Mes os se sont étirés, ma maigreur s’est accentuée. Alerté, le médecin de l’école à convoqué mes parents, afin de s’assurer que je mangeais à ma faim. Ils en sont revenus blessés. Je m’en suis voulu de leur faire vivre cette honte mais à mes yeux leur prestige s’en est trouvé renforcé : je haïssais mon corps et mon admiration pour le leur ne connaissait plus de limites. Je découvrais une nouvelle façon de jouir de mon statut de vaincu. Le manque de sommeil creusait chaque jour un peu plus mes joues, l’éclatante santé de mes parents contrastait encore davantage avec mon aspect souffreteux.

 

Mon visage présentait les cernes bleutés, le teint livide d’un enfant épuisé par les pratiques solitaires.

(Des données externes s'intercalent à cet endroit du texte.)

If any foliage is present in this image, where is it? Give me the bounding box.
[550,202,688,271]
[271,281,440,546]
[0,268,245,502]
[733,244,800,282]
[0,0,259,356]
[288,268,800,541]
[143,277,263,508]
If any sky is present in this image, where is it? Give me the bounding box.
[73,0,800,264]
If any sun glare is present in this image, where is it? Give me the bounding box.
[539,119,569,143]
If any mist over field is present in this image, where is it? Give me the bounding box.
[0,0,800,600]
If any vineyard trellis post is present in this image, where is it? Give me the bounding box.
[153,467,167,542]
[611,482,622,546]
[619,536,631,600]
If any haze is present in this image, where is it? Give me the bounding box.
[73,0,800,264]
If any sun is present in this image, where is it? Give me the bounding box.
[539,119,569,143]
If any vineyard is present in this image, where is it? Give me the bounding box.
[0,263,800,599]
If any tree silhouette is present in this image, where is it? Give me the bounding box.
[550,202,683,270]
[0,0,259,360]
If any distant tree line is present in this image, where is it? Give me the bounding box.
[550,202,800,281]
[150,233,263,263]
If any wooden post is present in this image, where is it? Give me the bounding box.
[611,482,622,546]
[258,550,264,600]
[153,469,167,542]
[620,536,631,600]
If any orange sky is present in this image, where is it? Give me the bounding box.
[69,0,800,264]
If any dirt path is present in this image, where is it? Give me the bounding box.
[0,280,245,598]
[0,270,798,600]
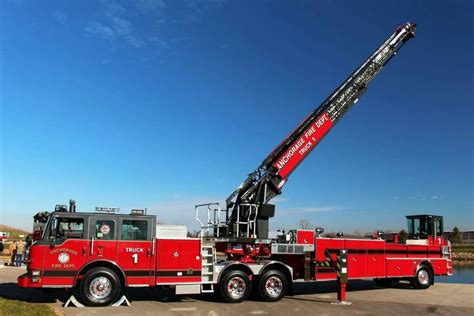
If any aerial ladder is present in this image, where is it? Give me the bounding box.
[218,23,416,239]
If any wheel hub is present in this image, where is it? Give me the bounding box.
[265,276,283,297]
[418,270,430,285]
[227,277,247,299]
[89,276,112,300]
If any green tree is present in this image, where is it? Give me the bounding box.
[398,229,408,244]
[451,226,462,244]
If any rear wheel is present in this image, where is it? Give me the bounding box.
[80,268,122,306]
[413,266,433,289]
[258,270,288,302]
[219,270,252,303]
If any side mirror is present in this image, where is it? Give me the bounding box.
[49,236,56,249]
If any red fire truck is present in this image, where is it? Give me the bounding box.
[18,23,452,306]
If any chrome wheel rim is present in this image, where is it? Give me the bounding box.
[265,276,283,297]
[89,277,112,300]
[418,270,430,285]
[227,276,247,299]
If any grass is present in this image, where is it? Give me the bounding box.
[0,297,56,316]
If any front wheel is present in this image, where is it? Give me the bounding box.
[219,270,252,303]
[413,266,433,290]
[258,270,288,302]
[80,268,122,306]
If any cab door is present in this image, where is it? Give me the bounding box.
[87,215,117,262]
[40,213,88,286]
[117,215,156,286]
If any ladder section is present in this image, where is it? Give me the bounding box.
[201,239,216,286]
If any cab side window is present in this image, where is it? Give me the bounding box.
[51,217,84,244]
[95,219,115,240]
[121,219,148,240]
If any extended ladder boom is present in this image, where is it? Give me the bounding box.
[226,23,416,237]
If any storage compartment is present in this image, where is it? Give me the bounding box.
[156,225,188,239]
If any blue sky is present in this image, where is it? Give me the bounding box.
[0,0,474,232]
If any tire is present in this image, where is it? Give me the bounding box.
[413,266,433,290]
[219,270,252,303]
[258,270,288,302]
[79,268,123,306]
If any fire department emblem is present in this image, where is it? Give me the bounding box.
[58,252,69,263]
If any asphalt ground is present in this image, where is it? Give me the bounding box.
[0,264,474,316]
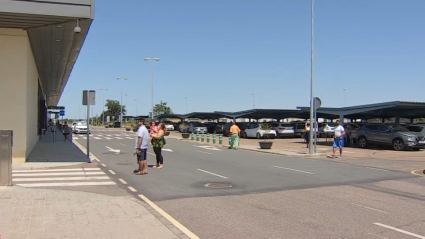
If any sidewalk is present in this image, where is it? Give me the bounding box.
[0,186,179,239]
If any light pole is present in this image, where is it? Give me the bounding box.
[144,58,160,119]
[308,0,316,154]
[99,88,108,126]
[184,96,187,114]
[117,77,127,128]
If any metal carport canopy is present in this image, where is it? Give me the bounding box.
[297,101,425,119]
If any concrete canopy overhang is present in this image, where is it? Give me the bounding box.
[0,0,94,106]
[297,101,425,119]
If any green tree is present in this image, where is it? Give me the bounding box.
[102,100,127,120]
[153,100,173,115]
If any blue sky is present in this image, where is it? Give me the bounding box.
[59,0,425,118]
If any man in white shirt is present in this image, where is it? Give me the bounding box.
[332,120,345,158]
[135,120,149,175]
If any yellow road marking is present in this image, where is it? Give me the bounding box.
[410,169,425,177]
[118,178,127,184]
[138,194,199,239]
[108,170,116,175]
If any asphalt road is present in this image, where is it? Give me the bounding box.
[76,130,425,239]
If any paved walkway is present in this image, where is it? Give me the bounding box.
[0,186,179,239]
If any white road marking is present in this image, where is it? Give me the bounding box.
[272,166,314,174]
[365,167,390,172]
[16,181,117,188]
[195,150,213,155]
[351,203,388,213]
[198,168,228,179]
[12,168,100,173]
[374,222,425,239]
[139,194,199,239]
[13,176,109,182]
[12,172,105,177]
[108,169,116,175]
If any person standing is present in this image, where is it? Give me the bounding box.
[332,120,345,158]
[135,120,149,175]
[229,121,241,149]
[151,123,167,169]
[304,123,311,148]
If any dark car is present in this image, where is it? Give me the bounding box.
[223,122,247,138]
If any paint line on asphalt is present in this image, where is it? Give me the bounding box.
[13,176,109,182]
[272,166,314,174]
[12,172,105,177]
[12,168,100,173]
[16,181,117,188]
[195,150,213,154]
[365,167,390,172]
[118,178,127,184]
[108,169,116,175]
[351,203,388,213]
[373,222,425,239]
[198,168,228,179]
[139,194,199,239]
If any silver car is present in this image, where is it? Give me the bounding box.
[357,124,425,151]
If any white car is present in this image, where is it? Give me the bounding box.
[243,123,276,139]
[165,124,174,131]
[272,123,295,138]
[72,122,91,134]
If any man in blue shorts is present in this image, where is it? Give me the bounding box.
[332,120,345,158]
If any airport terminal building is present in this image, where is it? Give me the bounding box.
[0,0,94,163]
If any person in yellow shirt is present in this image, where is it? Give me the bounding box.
[229,122,241,149]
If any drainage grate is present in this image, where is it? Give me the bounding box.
[204,183,233,189]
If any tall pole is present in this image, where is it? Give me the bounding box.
[308,0,316,154]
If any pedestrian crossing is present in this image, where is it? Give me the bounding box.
[12,168,116,188]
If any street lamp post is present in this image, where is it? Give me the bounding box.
[117,77,127,128]
[144,58,160,118]
[308,0,316,154]
[99,88,108,126]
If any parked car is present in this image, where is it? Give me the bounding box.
[271,123,295,138]
[406,124,425,136]
[72,122,91,134]
[189,122,208,134]
[319,122,337,137]
[243,123,276,139]
[223,122,247,137]
[357,124,425,151]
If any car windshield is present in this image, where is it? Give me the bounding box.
[387,124,410,132]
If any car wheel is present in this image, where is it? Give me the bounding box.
[359,137,367,148]
[393,139,404,151]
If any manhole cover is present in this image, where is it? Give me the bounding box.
[116,163,132,165]
[204,183,233,188]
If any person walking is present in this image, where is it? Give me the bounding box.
[229,121,241,149]
[331,120,345,158]
[304,123,311,148]
[151,123,167,169]
[135,120,149,175]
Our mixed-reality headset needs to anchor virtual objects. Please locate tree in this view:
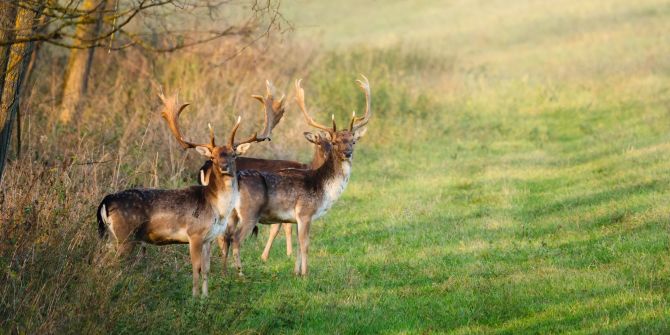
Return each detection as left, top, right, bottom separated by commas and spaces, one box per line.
0, 2, 43, 180
59, 0, 109, 123
0, 0, 284, 182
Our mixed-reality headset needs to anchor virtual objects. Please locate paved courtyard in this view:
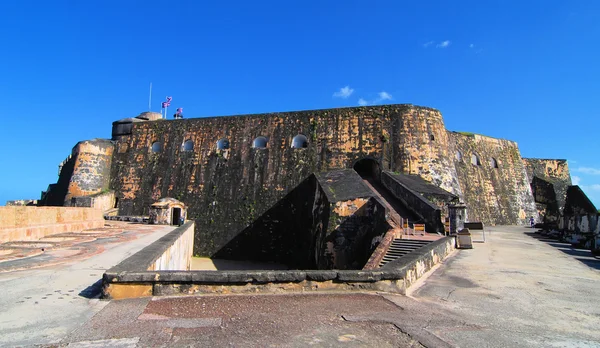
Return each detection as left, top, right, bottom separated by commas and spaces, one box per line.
0, 227, 600, 347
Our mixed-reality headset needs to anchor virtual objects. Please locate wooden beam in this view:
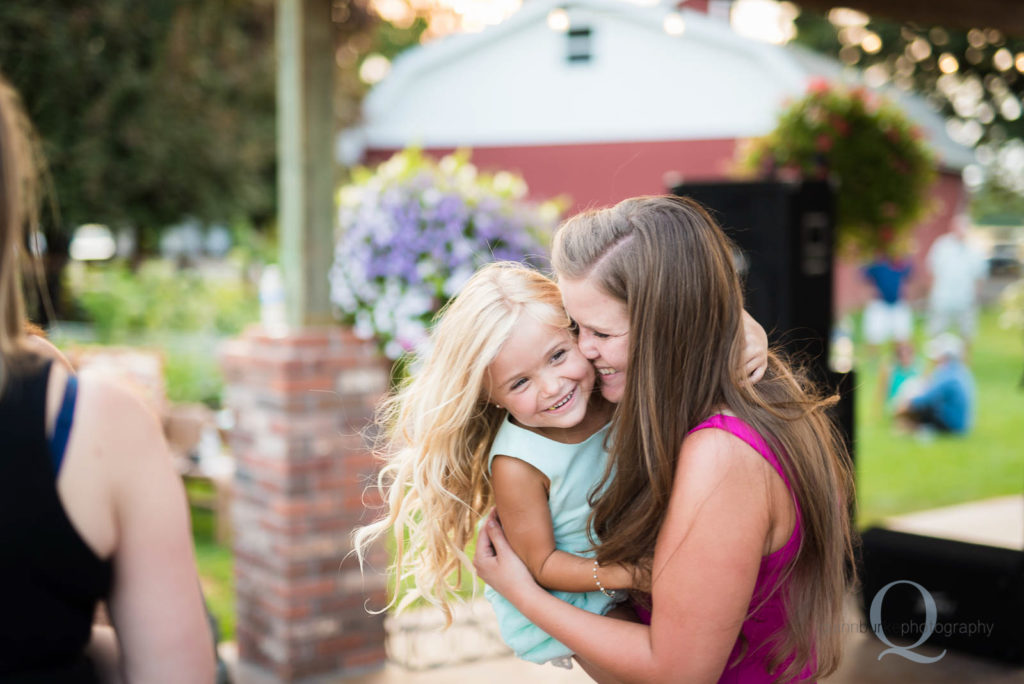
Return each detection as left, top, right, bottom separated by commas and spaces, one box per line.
276, 0, 335, 329
798, 0, 1024, 37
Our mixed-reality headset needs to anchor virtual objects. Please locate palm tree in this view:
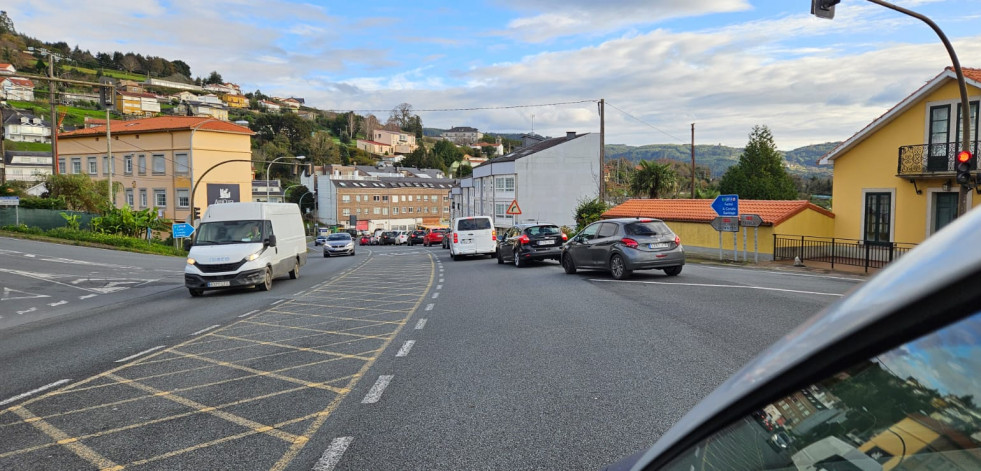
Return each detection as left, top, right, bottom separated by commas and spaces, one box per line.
630, 160, 678, 198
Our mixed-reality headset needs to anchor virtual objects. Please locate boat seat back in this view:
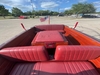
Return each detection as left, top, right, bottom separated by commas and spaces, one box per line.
0, 46, 49, 62
55, 46, 100, 61
35, 24, 64, 32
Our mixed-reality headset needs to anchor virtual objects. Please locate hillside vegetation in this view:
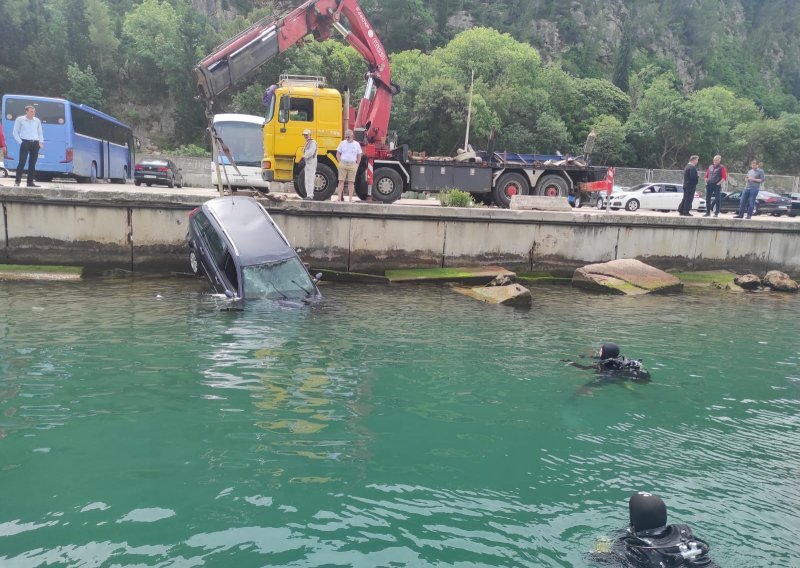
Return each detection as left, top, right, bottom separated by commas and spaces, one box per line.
0, 0, 800, 175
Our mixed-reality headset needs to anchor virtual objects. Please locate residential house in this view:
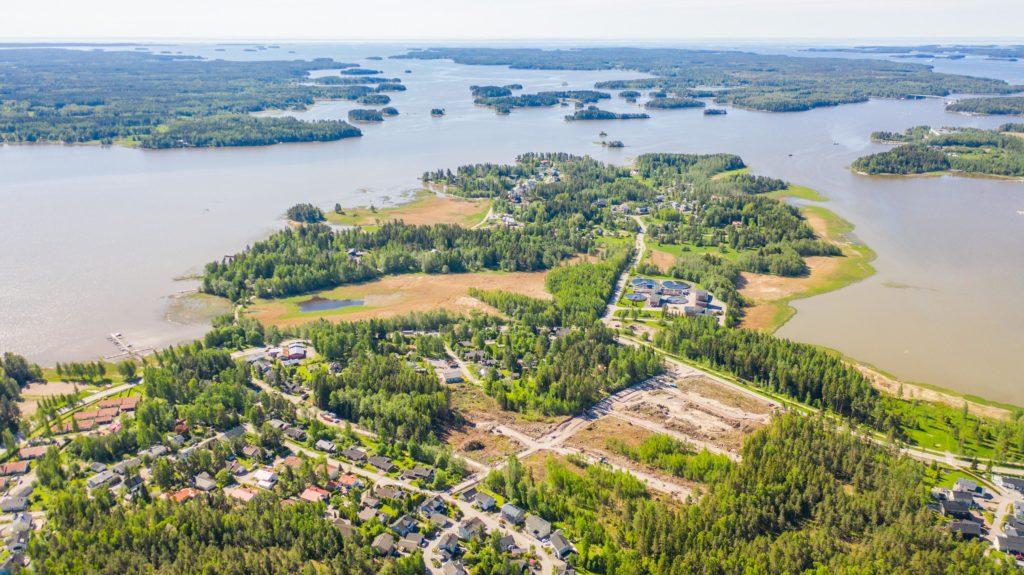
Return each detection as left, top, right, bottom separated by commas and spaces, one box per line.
341, 447, 367, 462
85, 470, 118, 489
441, 561, 466, 575
299, 485, 331, 503
949, 521, 982, 539
17, 445, 48, 459
437, 533, 459, 556
953, 478, 978, 493
551, 529, 575, 559
253, 469, 278, 489
398, 533, 424, 554
369, 455, 397, 473
193, 472, 217, 491
992, 475, 1024, 493
0, 461, 29, 477
526, 515, 551, 541
459, 517, 487, 541
390, 515, 417, 537
939, 500, 971, 519
502, 503, 526, 525
420, 495, 447, 516
473, 491, 497, 512
371, 533, 394, 556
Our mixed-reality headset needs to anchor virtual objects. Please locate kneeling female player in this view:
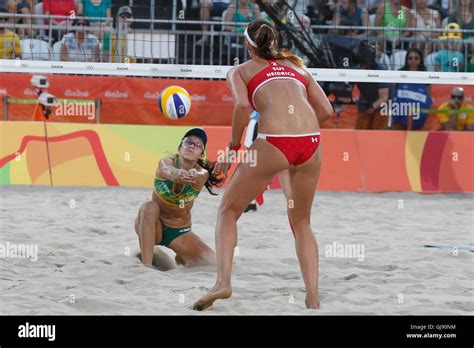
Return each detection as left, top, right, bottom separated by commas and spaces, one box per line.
135, 128, 224, 267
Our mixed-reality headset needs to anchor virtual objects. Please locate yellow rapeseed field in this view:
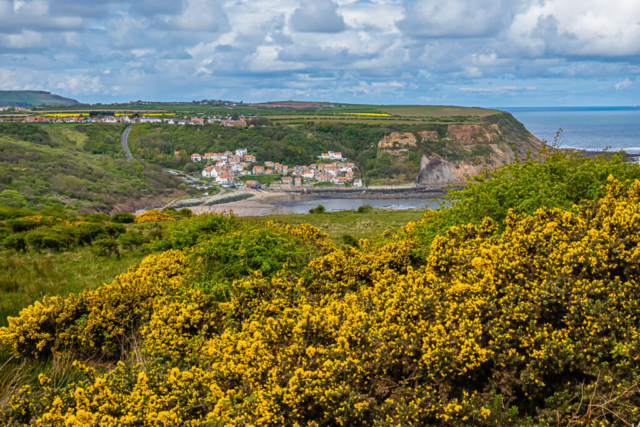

Quand je m’enfermais dans ma chambre, toujours j’emportais avec moi l’image d’un corps, la tiédeur d’une chair. Quand je n’accrochais pas mes membres à ceux de mon frère je célébrais l’éclair qui venait m’éblouir à l’heure de la récréation. Dans la cour de l’école je me réfugiais au bord du carré réservé aux filles. Elles y jouaient à la marelle ou sautaient à la corde, loin des jeux de ballon et des exclamations qui résonnaient sur le territoire des garçons. Assis à proximité de leurs voix claires, sur le sol de ciment, je me laissais bercer par leurs rires et leurs comptines et au moment de leur envol je surprenais sous leurs jupes la blancheur d’une petite culotte.

 

J’avais pour les corps une curiosité sans limites. Très vite le rempart des vêtements ne m’avait plus rien caché, mes yeux fonctionnaient à l’image de ces lunettes magiques dont j’avais vu la publicité dans un magazine et qui vantait leur pouvoir, le comparant à celui des rayons X. Débarrassés de leurs uniformes de citadins, les passants révélaient leurs trésors comme leurs imperfections. Au premier coup d’œil je repérais une jambe torse, une poitrine haut perchée, un ventre proéminent. Mon regard exercé procédait à une véritable moisson d’images, collection d’anatomies que je feuilletais la nuit venue.

 

Rue du Bourg-1’Abbé je profitais de l’agitation des jours de presse pour explorer les réserves. Le magasin était installé au rez-de-chaussée d’un immeuble vétuste, un escalier permettait d’accéder aux chambres d’un ancien appartement, pièces sombres tapissée de rayonnages, imprégnées d’une odeur de carton et d’apprêt. Comme j’aurais parcouru les étagères d’une bibliothèque à la recherche d’un titre je laissais courir mes yeux sur les étiquettes : maillots, culottes de sport, collants de gymnastique. Page, demi-patron, patron, fillette, femme, je comparais les tailles, m’intéressais aux pointures, chacun de ces chiffres convoquait une silhouette nouvelle aussitôt revêtue de ces accessoires. Lorsque j’étais certain de ne pas être dérangé je soulevais le couvercle des boîtes, le cœur battant, et me saisissais de leur contenu. J’y plongeais mon visage puis j’étalais ces pièces sur le comptoir en pressant mon ventre sur le rebord de chêne, pour recomposer à ma guise la silhouette d’une gymnaste, d’une basketteuse ou d’un coureur de fond.